The course will span an entire semester with weekly attendance as well as assignments for the students in groups. The current structure is laid out for 14 weeks, depending on whether it will take place during the summer or the winter semester, respectively, it will be expanded by an additional course unit. The introductory course will be taught by Benjamin Lang, assisted by a student assistant, and will introduce the students to key concepts of science communication as well as equip them with the skills necessary to carry out interviews and produce a short science podcast episode. The introductory course will span four weeks, with one course unit per week, which will be 1.5 h each.

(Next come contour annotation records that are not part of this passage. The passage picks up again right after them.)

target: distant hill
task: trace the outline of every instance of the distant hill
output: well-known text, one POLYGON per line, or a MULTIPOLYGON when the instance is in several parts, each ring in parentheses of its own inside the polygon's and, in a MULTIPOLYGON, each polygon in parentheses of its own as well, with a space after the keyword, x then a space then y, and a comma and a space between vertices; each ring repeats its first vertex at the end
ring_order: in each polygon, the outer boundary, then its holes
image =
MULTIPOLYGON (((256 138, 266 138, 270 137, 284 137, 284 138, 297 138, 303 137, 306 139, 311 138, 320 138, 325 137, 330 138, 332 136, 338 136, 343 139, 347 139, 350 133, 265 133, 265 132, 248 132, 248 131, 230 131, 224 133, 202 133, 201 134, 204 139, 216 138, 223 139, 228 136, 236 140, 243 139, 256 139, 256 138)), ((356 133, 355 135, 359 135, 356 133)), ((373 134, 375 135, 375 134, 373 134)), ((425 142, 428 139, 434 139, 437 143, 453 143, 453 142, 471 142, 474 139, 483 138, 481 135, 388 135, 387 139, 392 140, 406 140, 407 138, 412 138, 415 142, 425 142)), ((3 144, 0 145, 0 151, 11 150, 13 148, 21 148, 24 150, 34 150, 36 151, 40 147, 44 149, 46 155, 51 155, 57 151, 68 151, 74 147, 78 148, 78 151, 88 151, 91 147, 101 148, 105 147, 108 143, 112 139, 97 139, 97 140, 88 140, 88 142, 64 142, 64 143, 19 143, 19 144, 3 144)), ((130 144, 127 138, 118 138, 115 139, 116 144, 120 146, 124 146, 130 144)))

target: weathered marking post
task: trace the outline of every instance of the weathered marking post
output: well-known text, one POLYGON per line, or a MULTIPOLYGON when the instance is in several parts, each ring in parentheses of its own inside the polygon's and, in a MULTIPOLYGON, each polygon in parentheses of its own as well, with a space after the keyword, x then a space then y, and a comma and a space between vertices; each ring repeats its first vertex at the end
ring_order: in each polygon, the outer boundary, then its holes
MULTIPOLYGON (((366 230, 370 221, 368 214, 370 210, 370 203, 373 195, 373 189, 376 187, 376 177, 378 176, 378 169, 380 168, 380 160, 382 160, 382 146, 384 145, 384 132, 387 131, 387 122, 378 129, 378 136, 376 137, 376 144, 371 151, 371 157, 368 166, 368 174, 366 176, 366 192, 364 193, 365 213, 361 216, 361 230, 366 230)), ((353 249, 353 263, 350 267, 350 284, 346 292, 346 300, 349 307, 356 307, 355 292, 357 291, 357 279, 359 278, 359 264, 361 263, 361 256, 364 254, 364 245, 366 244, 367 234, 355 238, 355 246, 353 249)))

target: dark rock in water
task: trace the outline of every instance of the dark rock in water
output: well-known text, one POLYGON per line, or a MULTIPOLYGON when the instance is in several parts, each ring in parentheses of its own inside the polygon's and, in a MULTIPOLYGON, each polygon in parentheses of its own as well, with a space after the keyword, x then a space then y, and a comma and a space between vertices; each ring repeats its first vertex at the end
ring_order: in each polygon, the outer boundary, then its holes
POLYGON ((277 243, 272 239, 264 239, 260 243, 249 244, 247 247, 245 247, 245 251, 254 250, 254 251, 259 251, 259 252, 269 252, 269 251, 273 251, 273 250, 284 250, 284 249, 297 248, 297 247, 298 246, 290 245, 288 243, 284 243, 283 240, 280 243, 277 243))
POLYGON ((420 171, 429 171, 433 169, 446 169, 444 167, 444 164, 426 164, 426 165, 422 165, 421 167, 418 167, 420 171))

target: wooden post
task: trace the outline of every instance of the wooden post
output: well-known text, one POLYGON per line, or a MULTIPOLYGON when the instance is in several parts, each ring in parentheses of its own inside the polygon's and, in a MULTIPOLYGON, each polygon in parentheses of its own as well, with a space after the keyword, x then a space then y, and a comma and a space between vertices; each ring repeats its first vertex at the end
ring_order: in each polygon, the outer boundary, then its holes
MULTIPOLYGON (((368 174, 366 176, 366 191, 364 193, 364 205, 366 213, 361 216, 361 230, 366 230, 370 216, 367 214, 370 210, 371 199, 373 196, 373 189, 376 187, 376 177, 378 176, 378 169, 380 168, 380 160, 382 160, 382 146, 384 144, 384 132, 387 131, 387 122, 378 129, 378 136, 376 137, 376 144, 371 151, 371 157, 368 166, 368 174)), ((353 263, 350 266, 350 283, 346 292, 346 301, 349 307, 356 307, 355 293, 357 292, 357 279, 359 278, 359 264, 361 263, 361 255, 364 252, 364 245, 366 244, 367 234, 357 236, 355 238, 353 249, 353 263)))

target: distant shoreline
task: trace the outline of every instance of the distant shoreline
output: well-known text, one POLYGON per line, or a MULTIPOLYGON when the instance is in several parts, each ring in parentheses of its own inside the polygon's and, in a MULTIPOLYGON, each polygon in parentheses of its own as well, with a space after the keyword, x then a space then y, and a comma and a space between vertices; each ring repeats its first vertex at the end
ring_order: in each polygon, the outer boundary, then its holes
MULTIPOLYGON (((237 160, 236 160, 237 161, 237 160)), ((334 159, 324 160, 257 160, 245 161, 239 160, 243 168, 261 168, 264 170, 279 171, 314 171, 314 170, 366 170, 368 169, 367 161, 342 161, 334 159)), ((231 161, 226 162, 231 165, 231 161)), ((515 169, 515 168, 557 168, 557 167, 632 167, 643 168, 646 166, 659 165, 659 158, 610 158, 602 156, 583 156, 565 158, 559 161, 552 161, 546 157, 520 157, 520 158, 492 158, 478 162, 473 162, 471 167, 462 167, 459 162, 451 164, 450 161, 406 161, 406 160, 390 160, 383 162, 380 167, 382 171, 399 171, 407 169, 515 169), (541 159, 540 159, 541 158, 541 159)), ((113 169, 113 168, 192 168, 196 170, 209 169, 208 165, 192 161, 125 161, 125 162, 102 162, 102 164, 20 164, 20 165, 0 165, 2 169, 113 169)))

The rough content of the course will be:

Week 1: Key Concepts of Science Communication & Outreach

Week 2: Scientific Storytelling and Creating Engagement

Week 3: Effective Visualization and Oral Presentation Skills

Week 4: Conducting Interviews and Podcast Production

In conclusion of the introductory course, the students will be distinguished into groups of four and assigned one invited speaker per group. They will be assigned the most relevant literature of their assigned speaker to read and tasked with preparing for an interview with the expert, using the skills taught in the introductory course. In the weeks after the introductory course, a six-part lecture series by the invited experts will be held. Each speaker will present their research in a roughly 1.5 h lecture, including a short Q&A session. Immediately after each lecture, the respective group will carry out a short (0.5-1 h) interview with the speaker, which will be recorded. This part of the course is intended to be carried out in the SCIoI media lab, which is well equipped to produce audio recordings of professional quality.

In case a desired speaker is not willing to come to Berlin, it is also conceivable to carry out the lecture as well as the interview part remotely – while an option in person is clearly preferred. Over the remainder of the semester, the students will then in groups select which sections of the interviews to use for their respective podcast episode, write a script (which will also be the basis for the final grading), and record an intro-, outro-, as well as intermediate sections to frame the expert statements. The script writing may be carried out by the students on their own schedule, while every third week, instead of a lecture, a workshop session will be held by Benjamin Lang. During those workshop sessions, the students will be able to work on their scripts, process the interviews, and perform a rough audio edit autonomously in groups under the guidance of the applicant. They will also be familiarized with audio editing software such as Audacity and carry out a rough edit of their podcast episodes themselves, while any fine tuning (such as editing out any undesirable noise) will be one of the main tasks of the dedicated student assistant. The goal is for the students to condense their learned skills into a short podcast episode of ~15 min per topic.

In the final week of the semester, a group session will be held (~2 h), in which all podcast episodes will be presented to the course and will be met with feedback and short discussion. This final presentation in addition to the scripts written by the students will be the basis for the grading. Subsequent to the course, the short episodes will be published on popular podcasting platforms (Spotify, YouTube, Apple Podcasts, Spreaker) and also embedded or uploaded to the SCIoI webpage. All invited speakers and attending students will be made aware of the publication of the recorded material prior to the course, and the interviewees will be presented with the final cut of their statements prior to release.